Lancaster grinned. "Three thousand battle-armored elves on a reconnaisance-in-force."

Buffy smiled. It seemed exactly like what she would have done for a loyal friend. "Did they back off?"

"Yes, on the condition that Lady Alezuya not be taken away from the Court of Shadows and that her children be raised there. Thorne had to agree to that .... Alezuya could never have left her family that easily. Ekzel gave his word that there would be no hurt done to Alezuya's children."


"Alezuya's uncle, head of the Water Fishers clan." Lancaster paused. "He served as clan head until his death about twenty years later. That was when his son, Zel, became head of the Clan."

"Zel..." Buffy could remember. "You mean the one who...."

"Killed my mother?" asked Dehya. "Yes, that one. Her own cousin... wanted her dead for siring us." She exhaled. "Now you know why Father doesn't want anything to do with the Court of Shadows."

Buffy sighed. Every time she thought she had a handle on things, they got more complicated.

Thorne found her on the roof an hour later.

"I understand," he commented, "that you learnt the truth about Frost."

Buffy shrugged. "It's none of my business."

"I see."

"Only..." she trailed off, ".... it's just. Too much, y'know? He's got all this broody destiny thing going, and it's not a good thing."

"In a sense, I suppose not," nodded Thorne.

They fell silent for a while, and watched the pigeons together. The birds were trying to pry open the eyes of the bound demon. Buffy wondered whether she should show them the easiest way to wake a demon. On second thoughts, maybe not - Thorne probably had enough on his plate for now.

The aforementioned lord was now relaxing in front of the stone statue.

"You know," mentioned Buffy, "just once - just once this year, at least - I'd like to be part of a team with lesser neuroses, psychoses and other types of -oses."

Thorne nodded gravely. "-Oses are no bed of roses."

Buffy shot him an annoyed look. "Was that a joke?"

"Humour in small doses."

"Aaargh!! The Prophecy of Artafos, the prophecy of Frost, what next? You'd think there were enough prophecies already. And how am I supposed to deal with Frosty the Terrifying Snowman?"

Another grave nod. "A serious problem this poses."

"Stop that.
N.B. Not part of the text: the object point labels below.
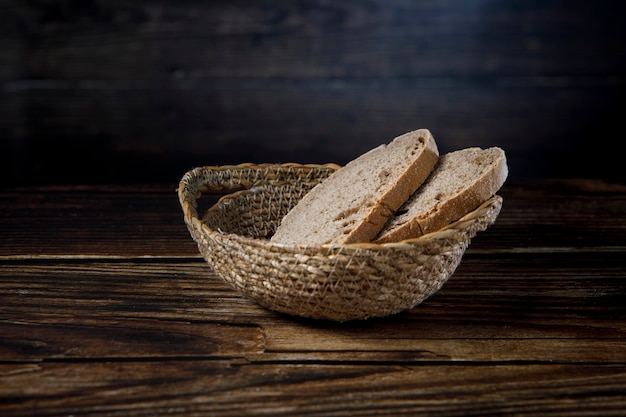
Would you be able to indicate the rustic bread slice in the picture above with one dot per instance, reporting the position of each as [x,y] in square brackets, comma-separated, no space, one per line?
[354,203]
[460,182]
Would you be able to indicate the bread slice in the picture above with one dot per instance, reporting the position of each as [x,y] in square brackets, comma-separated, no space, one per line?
[353,204]
[460,182]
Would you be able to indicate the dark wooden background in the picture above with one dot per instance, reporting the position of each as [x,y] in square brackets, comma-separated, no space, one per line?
[141,91]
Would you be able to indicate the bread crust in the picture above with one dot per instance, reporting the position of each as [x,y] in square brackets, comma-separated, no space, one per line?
[355,202]
[433,205]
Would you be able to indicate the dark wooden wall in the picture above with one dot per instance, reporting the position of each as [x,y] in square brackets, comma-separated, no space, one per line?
[135,91]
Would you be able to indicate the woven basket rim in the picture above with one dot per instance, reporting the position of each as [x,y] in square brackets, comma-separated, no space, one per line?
[191,216]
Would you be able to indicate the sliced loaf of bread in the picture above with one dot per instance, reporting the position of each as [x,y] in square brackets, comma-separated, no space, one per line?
[460,182]
[354,203]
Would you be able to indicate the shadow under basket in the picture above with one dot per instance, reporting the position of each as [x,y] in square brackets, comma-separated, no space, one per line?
[337,281]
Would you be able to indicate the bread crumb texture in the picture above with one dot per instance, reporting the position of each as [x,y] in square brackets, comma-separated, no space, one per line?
[354,203]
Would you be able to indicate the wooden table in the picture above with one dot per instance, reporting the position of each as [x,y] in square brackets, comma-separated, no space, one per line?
[107,309]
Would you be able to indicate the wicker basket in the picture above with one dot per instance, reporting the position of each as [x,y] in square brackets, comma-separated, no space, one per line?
[336,282]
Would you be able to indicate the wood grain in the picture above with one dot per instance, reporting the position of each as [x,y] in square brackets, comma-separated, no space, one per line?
[120,92]
[106,309]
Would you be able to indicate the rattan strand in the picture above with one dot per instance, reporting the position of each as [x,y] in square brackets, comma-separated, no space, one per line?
[335,282]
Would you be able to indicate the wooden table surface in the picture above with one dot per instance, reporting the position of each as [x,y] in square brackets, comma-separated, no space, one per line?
[107,309]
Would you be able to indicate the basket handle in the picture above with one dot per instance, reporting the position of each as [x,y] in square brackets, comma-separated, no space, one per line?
[242,176]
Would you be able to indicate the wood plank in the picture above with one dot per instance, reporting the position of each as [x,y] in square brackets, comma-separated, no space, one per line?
[484,313]
[160,40]
[71,133]
[222,388]
[160,86]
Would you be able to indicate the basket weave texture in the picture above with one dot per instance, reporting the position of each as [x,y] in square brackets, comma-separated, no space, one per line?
[336,282]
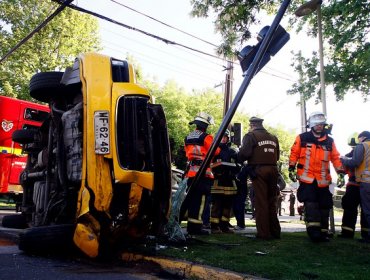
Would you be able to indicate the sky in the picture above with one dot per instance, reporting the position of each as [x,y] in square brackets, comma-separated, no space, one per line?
[267,94]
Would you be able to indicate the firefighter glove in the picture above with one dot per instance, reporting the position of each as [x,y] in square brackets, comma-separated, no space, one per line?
[292,174]
[340,180]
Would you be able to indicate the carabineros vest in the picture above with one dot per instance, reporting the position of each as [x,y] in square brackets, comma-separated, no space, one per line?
[266,150]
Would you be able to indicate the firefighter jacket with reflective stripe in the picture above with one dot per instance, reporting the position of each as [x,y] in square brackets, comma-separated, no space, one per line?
[260,148]
[197,144]
[351,173]
[363,170]
[313,156]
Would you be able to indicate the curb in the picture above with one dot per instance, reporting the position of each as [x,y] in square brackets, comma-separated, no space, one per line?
[188,269]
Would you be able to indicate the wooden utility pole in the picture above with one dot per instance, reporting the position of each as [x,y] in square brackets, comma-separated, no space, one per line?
[228,95]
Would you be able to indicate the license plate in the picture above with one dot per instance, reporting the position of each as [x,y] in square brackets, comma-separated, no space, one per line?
[101,125]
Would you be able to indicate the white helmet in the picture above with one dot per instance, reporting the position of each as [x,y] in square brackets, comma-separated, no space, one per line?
[204,118]
[316,118]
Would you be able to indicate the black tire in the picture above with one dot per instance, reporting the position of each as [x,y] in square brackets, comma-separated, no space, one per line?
[47,239]
[45,85]
[23,136]
[14,221]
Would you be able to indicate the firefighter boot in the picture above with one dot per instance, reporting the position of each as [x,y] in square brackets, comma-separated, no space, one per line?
[196,229]
[225,227]
[215,228]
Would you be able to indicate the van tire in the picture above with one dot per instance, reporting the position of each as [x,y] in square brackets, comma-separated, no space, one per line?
[47,239]
[23,136]
[17,221]
[45,85]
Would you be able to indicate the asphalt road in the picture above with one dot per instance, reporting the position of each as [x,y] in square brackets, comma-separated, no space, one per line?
[16,265]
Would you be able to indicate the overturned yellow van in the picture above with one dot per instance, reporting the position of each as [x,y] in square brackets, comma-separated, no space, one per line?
[99,168]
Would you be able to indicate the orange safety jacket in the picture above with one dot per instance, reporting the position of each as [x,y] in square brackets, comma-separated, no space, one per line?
[197,144]
[351,173]
[313,156]
[363,171]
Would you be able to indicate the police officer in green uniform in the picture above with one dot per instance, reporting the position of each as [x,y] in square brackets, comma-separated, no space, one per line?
[261,149]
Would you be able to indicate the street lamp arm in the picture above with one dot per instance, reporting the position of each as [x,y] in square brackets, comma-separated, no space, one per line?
[307,8]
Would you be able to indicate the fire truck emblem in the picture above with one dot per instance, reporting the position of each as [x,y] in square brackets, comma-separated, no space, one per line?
[7,125]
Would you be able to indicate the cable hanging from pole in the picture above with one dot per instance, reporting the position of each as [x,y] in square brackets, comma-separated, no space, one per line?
[62,6]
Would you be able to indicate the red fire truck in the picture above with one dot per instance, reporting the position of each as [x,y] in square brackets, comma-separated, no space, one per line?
[15,114]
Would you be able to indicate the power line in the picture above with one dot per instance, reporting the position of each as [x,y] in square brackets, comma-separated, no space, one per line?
[158,37]
[166,24]
[62,6]
[167,41]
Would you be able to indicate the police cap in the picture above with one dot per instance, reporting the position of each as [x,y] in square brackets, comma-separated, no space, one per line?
[365,134]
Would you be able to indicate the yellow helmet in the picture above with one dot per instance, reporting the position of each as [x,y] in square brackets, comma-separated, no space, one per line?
[353,139]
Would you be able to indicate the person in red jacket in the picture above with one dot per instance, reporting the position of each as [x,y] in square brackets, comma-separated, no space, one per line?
[197,144]
[312,153]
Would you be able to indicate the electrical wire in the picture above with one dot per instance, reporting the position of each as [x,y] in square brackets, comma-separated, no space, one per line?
[166,24]
[62,6]
[167,41]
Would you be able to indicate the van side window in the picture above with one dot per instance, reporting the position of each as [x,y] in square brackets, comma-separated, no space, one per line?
[35,115]
[30,126]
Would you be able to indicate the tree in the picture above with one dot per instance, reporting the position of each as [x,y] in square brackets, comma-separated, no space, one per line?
[345,31]
[181,107]
[54,47]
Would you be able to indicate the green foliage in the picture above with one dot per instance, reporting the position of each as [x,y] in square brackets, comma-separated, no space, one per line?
[54,47]
[294,256]
[345,34]
[181,107]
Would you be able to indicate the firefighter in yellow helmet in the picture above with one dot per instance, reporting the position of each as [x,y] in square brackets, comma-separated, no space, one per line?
[197,144]
[311,154]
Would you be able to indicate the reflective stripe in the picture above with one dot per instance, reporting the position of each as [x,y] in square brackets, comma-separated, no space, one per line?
[224,219]
[194,221]
[313,224]
[363,171]
[214,220]
[306,166]
[8,150]
[348,228]
[201,209]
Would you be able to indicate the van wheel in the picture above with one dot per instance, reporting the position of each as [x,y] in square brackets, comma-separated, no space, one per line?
[47,239]
[23,136]
[14,221]
[45,85]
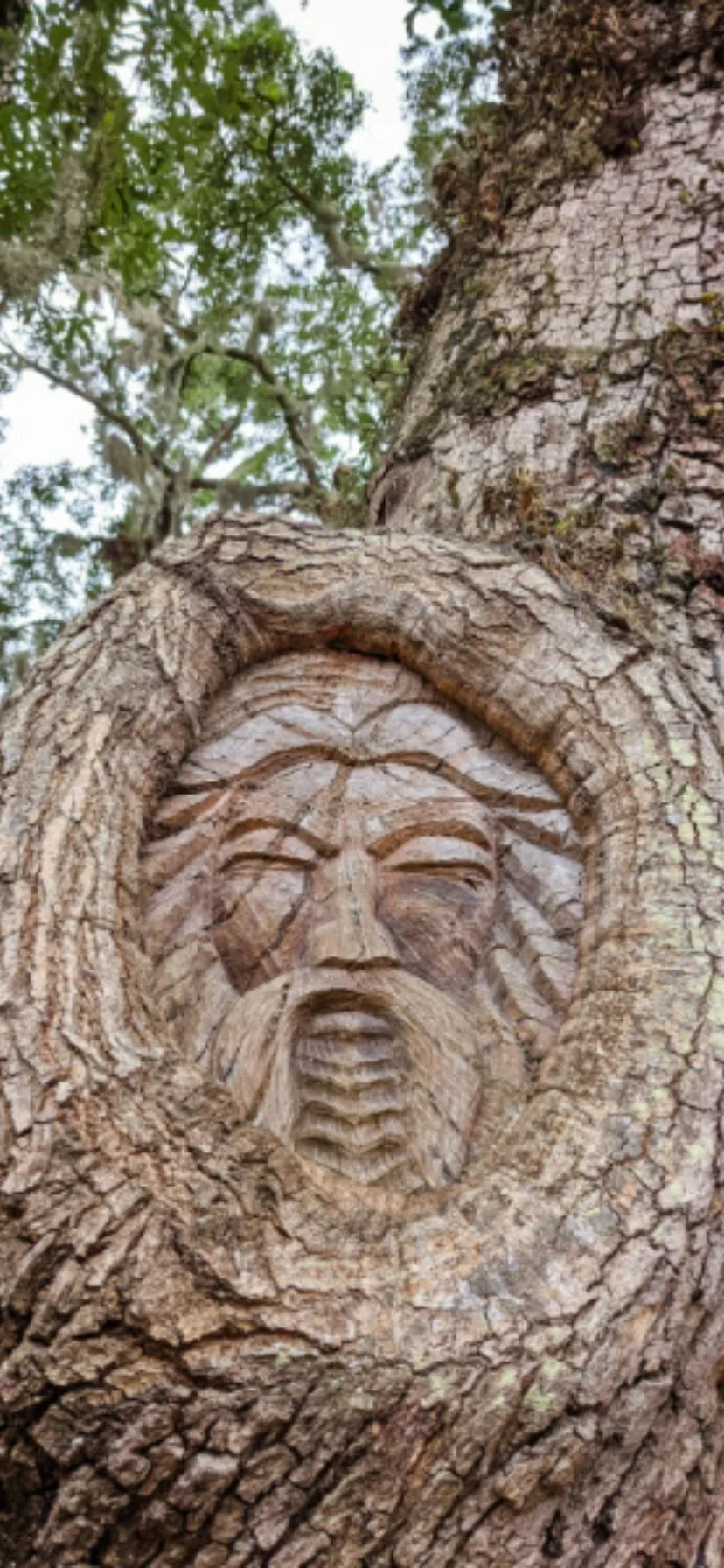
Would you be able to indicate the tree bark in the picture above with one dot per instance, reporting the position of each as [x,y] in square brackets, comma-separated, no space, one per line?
[209,1360]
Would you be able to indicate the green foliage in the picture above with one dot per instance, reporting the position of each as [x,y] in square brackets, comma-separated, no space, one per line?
[447,77]
[188,248]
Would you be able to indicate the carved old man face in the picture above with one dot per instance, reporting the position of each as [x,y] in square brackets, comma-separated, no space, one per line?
[328,891]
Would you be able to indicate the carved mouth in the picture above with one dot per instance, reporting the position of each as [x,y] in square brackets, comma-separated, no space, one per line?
[353,1101]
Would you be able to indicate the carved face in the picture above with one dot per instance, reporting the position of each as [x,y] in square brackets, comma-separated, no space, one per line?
[326,910]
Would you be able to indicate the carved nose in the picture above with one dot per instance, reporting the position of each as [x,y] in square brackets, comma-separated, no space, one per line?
[348,930]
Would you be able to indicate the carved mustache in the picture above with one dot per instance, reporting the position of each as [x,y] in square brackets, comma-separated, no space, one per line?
[352,1025]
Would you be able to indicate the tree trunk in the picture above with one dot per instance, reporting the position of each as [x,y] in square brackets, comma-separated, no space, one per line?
[219,1352]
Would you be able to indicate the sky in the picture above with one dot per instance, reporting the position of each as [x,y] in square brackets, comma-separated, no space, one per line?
[49,425]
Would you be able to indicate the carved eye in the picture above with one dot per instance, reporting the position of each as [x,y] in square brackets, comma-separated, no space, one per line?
[262,849]
[444,857]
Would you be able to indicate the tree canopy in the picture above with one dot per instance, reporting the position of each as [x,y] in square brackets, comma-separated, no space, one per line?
[188,247]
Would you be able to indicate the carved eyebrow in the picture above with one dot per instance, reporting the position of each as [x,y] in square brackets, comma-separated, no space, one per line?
[431,830]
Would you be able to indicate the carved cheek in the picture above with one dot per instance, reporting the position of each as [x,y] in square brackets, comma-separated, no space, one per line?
[257,932]
[439,924]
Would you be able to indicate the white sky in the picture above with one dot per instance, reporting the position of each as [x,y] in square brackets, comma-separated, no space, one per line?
[49,425]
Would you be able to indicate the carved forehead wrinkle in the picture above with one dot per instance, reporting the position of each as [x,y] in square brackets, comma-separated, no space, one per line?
[348,708]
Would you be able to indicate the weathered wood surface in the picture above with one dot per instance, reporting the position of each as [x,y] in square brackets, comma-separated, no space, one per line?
[211,1356]
[365,916]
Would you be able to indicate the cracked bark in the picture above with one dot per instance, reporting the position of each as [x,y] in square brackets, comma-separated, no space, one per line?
[211,1362]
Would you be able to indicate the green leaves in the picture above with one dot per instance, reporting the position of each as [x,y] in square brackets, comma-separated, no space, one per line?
[188,247]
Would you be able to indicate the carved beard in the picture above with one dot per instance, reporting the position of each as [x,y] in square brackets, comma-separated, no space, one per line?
[377,1076]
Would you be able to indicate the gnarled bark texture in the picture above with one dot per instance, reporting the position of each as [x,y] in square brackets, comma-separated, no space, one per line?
[213,1358]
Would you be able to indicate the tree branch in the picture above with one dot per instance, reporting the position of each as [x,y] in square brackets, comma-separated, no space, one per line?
[292,413]
[344,253]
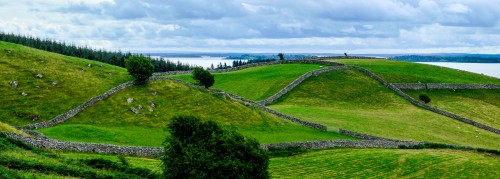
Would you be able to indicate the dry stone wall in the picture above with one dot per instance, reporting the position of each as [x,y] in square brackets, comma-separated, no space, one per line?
[420,86]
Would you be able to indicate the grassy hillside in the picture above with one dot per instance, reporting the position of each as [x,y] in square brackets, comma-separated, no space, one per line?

Help me out here, and not with the rhyming."

Thorne's face took on a somber look. "Buffy, I've found that if you let all the problems hit you at the same time, they will overwhelm you. It does not have to be that way. Prioritize your problems. Is Frost's eventual transition into a cold-hearted angel of death an immediate problem?"

"Um, no."

"Is Artafos an immediate problem."

"I'd say maybe to yes. We don't know when the Destroyer is going to make his move. Heck, we don't even know which Destroyer it is."

"So, work on that. One war at a time?"

"One war at a time? .... Did you ever have to choose between wars?"

Thorne smiled bitterly. "All the time."

"Wow. That's gotta suck."

"And so it does. Still, elf proposes..." here Thorne grinned, "... and Fate disposes. You may find yourself having to deal with two battles simultaneously. Be somewhat prepared for it - but do not seek out multiple confrontations at the same time. A war on two fronts is a spectacularly bad idea." He nodded to her, then turned to go.

"Maybe you should have told that to Napoleon," muttered Buffy sarcastically.

From Thorne's retreating form came the reply: "He didn't listen."